Masha (2020) é um dos grandes destaques da segunda edição do Festival de Cinema Russo no Brasil. A trama do longa-metragem mostra uma menina que nasceu no seio de uma família de criminosos e contraventores. Ora ela aproveita esse medo imposto por padrinhos, tios e primos, ora é duramente afetada por uma lógica que inevitavelmente abrevia a sua inocência. E essa produção é autobiográfica, diz respeito à infância da cineasta Anastasiya Palchikova, com a qual conversamos remotamente sobre o filme com a ajuda de uma intérprete que facilitou muito o trânsito entre o idioma russo e o português. Perguntamos a ela sobre a dificuldade de trabalhar com um material tão íntimo, os pressupostos da escolha do elenco – principalmente da protagonista mirim – e a respeito de como ela oferece uma perspectiva feminina para uma história que já foi contada inúmeras vezes do ponto de vista masculino. Portanto, chega mais e confere o nosso bate-papo exclusivo com a atriz e cineasta russa Anastasiya Palchikova sobre Masha, filme disponível online e gratuitamente no Brasil

 

Este é um filme baseado em experiências pessoais. Quais são os principais desafios de trabalhar a partir de memórias e sensações tão íntimas e que devem ser traduzidas em sons e imagens para um espectador que não tem a sua familiaridade com aquele universo?
Antes de mais nada, gostaria de agradecer pela entrevista e dizer que gosto muito de ouvir o idioma de vocês, é uma beleza. Para mim já é suficiente escutar, mesmo sem entender (risos). Agora sim, respondendo à sua pergunta, lidar com essas experiências foi a parte mais complicada do trabalho. Quando fiz o primeiro tratamento do roteiro, voltei a sentir tudo isso, chorei, por mais que soubesse da necessidade de distanciamento. Aos poucos consegui me distanciar e ter uma visão mais objetiva. Mas, foi complicado trabalhar a partir de minhas memórias, sem dúvida.

 

Costumamos ver nos cinemas a criminalidade como um âmbito masculino. E com esse filme você traz outra perspectiva, a da menina paparicada que chega a exercer o poder de intimidação da família, mas que está crescendo e decide não perpetuar isso. Te interessava, a priori, essa perspectiva feminina?
Não necessariamente, pois para mim foi um processo muito íntimo. Quando eu pensei num futuro filme, queria faze-lo mais objetivo e detalhado. Minha ideia era mostrar a menina como parte desse mundo. No decorrer do trabalho, entendi que o mais importante era comentar o que ela sentia diante de tudo aquilo. Então, eu expressava tudo como lembrava, tentando traduzir essas sensações. Compreendi que não era preciso esmiuçar as motivações, pois essa história já foi contada milhares de vezes. O que diferenciava as coisas nesse filme eram as impressões pessoais.

 

O tema da inocência roubada é muito forte e aqui ele acontece nas entrelinhas. E o antídoto (a salvação) acaba sendo a arte. Dá para dizer que Masha é um testemunho pessoal em forma de filme sobre o poder curativo e salvador da arte diante num mundo dado a brutalidades?
Abordar esse tema da inocência roubada foi difícil. E falando especificamente da arte como alternativa, eu não tinha isso muito claro quando criei o filme. A intenção não era realmente mostrar a música como rota de fuga desse mundo cruel. Mas, de alguma forma isso aconteceu. Quando assisti ao filme montado, entendi que realmente ele se prestava a isso. A música não é apenas uma saída, mas uma forma de preservar algo dessa inocência roubada.

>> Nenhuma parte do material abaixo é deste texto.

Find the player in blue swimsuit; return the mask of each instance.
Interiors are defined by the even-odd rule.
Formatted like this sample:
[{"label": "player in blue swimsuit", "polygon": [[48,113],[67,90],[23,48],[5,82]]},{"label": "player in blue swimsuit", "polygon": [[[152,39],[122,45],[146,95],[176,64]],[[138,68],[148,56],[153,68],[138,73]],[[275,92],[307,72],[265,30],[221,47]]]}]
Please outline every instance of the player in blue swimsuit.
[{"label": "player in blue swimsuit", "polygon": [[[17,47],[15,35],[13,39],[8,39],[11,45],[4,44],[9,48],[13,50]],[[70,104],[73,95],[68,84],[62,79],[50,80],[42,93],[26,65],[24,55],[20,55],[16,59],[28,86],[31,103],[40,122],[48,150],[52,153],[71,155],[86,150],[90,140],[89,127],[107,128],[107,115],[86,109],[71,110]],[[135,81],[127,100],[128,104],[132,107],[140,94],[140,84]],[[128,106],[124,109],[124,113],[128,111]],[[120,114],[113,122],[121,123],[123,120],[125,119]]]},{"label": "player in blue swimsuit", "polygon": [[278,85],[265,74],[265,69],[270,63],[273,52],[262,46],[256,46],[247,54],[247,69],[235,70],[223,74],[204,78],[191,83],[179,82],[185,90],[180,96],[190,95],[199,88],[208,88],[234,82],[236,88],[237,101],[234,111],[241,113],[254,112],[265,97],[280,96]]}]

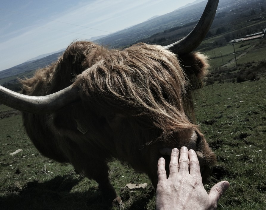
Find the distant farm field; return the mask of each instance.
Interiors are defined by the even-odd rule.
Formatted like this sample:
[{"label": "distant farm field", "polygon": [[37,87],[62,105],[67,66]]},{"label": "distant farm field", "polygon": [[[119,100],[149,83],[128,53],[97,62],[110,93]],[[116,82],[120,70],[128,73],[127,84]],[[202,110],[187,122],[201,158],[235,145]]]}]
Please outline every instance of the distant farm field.
[{"label": "distant farm field", "polygon": [[[215,84],[195,92],[196,123],[217,157],[205,186],[226,180],[230,187],[218,209],[262,209],[266,205],[266,80]],[[68,164],[41,155],[24,131],[21,115],[0,106],[0,206],[3,209],[104,209],[95,181]],[[36,131],[37,132],[37,131]],[[17,149],[23,151],[12,156]],[[95,160],[97,161],[97,160]],[[126,209],[154,209],[155,191],[147,177],[118,161],[110,179]],[[130,192],[128,183],[147,183]],[[114,208],[115,209],[115,208]]]}]

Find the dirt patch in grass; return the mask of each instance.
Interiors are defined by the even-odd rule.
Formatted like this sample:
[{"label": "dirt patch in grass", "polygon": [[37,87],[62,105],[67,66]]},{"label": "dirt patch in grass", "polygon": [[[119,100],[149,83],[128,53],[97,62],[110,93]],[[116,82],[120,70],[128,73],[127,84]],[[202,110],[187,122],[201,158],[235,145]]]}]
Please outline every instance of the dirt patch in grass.
[{"label": "dirt patch in grass", "polygon": [[15,109],[9,110],[5,112],[0,112],[0,119],[9,118],[12,116],[20,115],[21,114],[21,112]]}]

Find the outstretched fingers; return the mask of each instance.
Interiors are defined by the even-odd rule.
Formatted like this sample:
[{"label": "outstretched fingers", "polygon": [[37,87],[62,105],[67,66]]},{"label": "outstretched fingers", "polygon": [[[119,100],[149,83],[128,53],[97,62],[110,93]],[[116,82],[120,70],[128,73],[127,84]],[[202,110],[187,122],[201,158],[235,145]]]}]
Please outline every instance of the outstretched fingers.
[{"label": "outstretched fingers", "polygon": [[227,181],[223,181],[214,186],[209,193],[209,197],[213,201],[218,202],[225,192],[229,188],[230,184]]},{"label": "outstretched fingers", "polygon": [[190,149],[188,152],[189,158],[190,174],[191,175],[198,175],[201,177],[199,162],[196,152],[193,149]]},{"label": "outstretched fingers", "polygon": [[163,158],[161,158],[158,161],[157,174],[158,181],[166,179],[166,172],[165,171],[165,161]]},{"label": "outstretched fingers", "polygon": [[179,172],[188,174],[189,163],[188,150],[185,146],[182,146],[180,149]]},{"label": "outstretched fingers", "polygon": [[169,165],[169,176],[175,176],[178,173],[179,165],[178,157],[179,150],[176,148],[173,149],[171,153],[171,160]]}]

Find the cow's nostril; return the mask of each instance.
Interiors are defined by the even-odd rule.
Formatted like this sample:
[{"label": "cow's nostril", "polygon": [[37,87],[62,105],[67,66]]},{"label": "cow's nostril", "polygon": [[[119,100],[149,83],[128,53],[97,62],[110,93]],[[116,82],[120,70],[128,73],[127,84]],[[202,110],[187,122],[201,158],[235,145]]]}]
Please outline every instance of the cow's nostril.
[{"label": "cow's nostril", "polygon": [[195,132],[197,134],[197,143],[196,143],[196,149],[198,149],[200,146],[201,141],[201,137],[197,131]]}]

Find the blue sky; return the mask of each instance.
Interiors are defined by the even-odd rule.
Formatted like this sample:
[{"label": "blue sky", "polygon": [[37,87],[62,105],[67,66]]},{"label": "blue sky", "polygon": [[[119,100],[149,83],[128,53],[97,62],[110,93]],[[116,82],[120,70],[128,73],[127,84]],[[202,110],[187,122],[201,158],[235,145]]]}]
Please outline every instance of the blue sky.
[{"label": "blue sky", "polygon": [[0,71],[195,1],[0,0]]}]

Você acha que há uma distância grande entre a concepção do filme e o resultado? Você diria que a contribuição do restante da equipe mais modificou algumas coisas originalmente planejadas ou tornou elas ainda mais consistentes?
Vou comentar em partes (risos). A influência do restante do pessoal da equipe foi intensa. Por exemplo, falando do ponto de vista das decisões artísticas. Quando eu estava escolhendo os atores para o elenco, não tentava encontrar necessariamente figuras que se parecessem com as pessoas que os inspiraram. Tentei fazer uma mistura. Levei em consideração as características do elenco e a partir disso mudei algumas coisas no roteiro. O mais interessante é que mudei o final do filme. O final planejado inicialmente era diferente. Não vou comentar mais, para não fazer spoilers (risos). Quando vi a atriz que viveu a Masha adulta, entendi que o encerramento teria de ser diferente. Então, sim, essa contribuição foi grande e modificou algumas coisas essenciais.

 

Gostaria que você falasse um pouco dessa reconstituição dos anos 1990, uma década que evidentemente é muito pessoal para você. Como foi esse processo de pesquisa?
Eu diria que a Masha e eu somos da primeira geração que cresceu livre, pois não precisávamos pensar muito sobre conseguir determinada peça de roupa, sapatos, discos e afins. Apenas depois de assistir ao filme entendi melhor certos aspectos disso. Por exemplo, a Masha escuta jazz, mas a mãe dela precisaria comprar esses discos de vinil de modo meio ilegal um pouco antes daquela época. O filme é também sobre a primeira geração livre da Rússia. A geração que teve acesso ao mundo, que não experimentou tantas proibições. Com isso já começava a aparecer esse capitalismo e muita criminalidade. Acho que consegui deixar esse passado para trás. Eu queria, desde o início, mostrar como as pessoas de nossa geração conseguiram isso. É uma reflexão que cabe bem na Rússia da atualidade. Estou entendendo que alguns conseguiram, sim, mas não o país em geral. Voltamos para um círculo parecido.

 

Como seu deu a escolha da Polina Gukhman para viver boa parte da trajetória de Masha? Quais eram os atributos que você buscava desde o início numa protagonista?
Passei muito tempo procurando a menina certa. A Polina foi ideal, eu diria até perfeita. Ela é muito vivaz, fazia caretas em qualquer momento (risos). Ela sempre estava emanando essa vida de maneira muito orgânica, além de ser uma atriz muito boa do ponto de vista da técnica.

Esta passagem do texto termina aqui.